Headers directly affect security posture and performance. Missing security headers like HSTS or Content-Security-Policy leave your users exposed to known attack vectors. Misconfigured Cache-Control headers can cause CDNs to serve stale content or prevent caching entirely, degrading performance. Many compliance frameworks (PCI DSS, SOC 2) and security scanners explicitly check for the presence and correctness of security response headers.

What is HSTS and why does it matter?

HTTP Strict Transport Security (HSTS) is a response header that instructs browsers to always connect to the site over HTTPS — even if the user types http:// or clicks an HTTP link. Once a browser has seen the HSTS header, it will automatically upgrade connections to HTTPS for the specified max-age duration (typically one year). This prevents SSL stripping attacks, where an attacker intercepts an HTTP connection before it can redirect to HTTPS. For maximum protection, include the includeSubDomains directive and consider submitting to the HSTS preload list.

How do I add security headers to my web server?

Security headers are typically added at the web server or reverse proxy level, so they apply to all responses regardless of the application framework:

  • Nginx: Use add_header directives in your server or location block.
  • Apache: Use Header always set directives in .htaccess or the virtual host configuration (requires mod_headers).
  • IIS: Configure custom response headers in web.config under <httpProtocol><customHeaders>.
  • Cloudflare: Use Transform Rules to add response headers at the CDN edge.
  • ASP.NET Core: Use middleware such as app.UseHsts() and the NWebsec library for comprehensive header management.
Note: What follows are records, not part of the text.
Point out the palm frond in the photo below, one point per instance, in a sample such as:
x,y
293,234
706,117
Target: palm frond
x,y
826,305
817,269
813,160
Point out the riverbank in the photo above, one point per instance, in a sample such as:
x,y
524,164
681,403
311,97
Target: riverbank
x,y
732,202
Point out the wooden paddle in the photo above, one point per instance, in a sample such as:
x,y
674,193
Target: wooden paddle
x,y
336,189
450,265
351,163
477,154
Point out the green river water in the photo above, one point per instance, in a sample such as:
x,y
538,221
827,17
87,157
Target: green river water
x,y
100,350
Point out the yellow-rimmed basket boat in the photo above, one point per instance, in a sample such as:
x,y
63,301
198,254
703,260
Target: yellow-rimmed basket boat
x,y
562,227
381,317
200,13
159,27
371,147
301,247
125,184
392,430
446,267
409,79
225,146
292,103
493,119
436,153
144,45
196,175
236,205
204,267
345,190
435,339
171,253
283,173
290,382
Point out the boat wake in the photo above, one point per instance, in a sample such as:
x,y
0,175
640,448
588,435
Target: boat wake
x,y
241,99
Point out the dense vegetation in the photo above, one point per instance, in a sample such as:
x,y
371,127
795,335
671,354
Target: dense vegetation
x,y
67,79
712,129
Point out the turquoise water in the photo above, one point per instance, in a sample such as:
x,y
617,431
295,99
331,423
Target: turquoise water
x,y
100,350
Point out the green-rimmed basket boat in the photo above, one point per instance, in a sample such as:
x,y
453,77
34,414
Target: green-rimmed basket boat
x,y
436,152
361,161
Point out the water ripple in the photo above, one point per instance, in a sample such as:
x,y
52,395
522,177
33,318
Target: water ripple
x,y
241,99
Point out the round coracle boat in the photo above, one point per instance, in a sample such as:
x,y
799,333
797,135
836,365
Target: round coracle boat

What does the Server header reveal?

The Server header identifies the web server software and often includes the version number (e.g., Apache/2.4.57 (Ubuntu) or nginx/1.24.0). This is a form of information disclosure — it tells potential attackers which software version you are running, enabling them to target known vulnerabilities for that specific version. Security best practice is to suppress or generalize this header. In Nginx, set server_tokens off;. In Apache, set ServerTokens Prod and ServerSignature Off.

Conclusion and Takeaways

HTTP response headers are among the most underrated aspects of web server configuration. A few lines of server config can dramatically improve a site's security posture by enabling HSTS, CSP, and clickjacking protection — and correct caching headers can cut bandwidth usage and improve performance for repeat visitors. Our Get HTTP Headers tool makes it effortless to inspect the exact headers any URL returns from an external perspective, without needing curl, browser developer tools, or any installed software. Whether you are auditing your own server, checking a CDN configuration, or investigating a redirect chain, the answer is always one request away.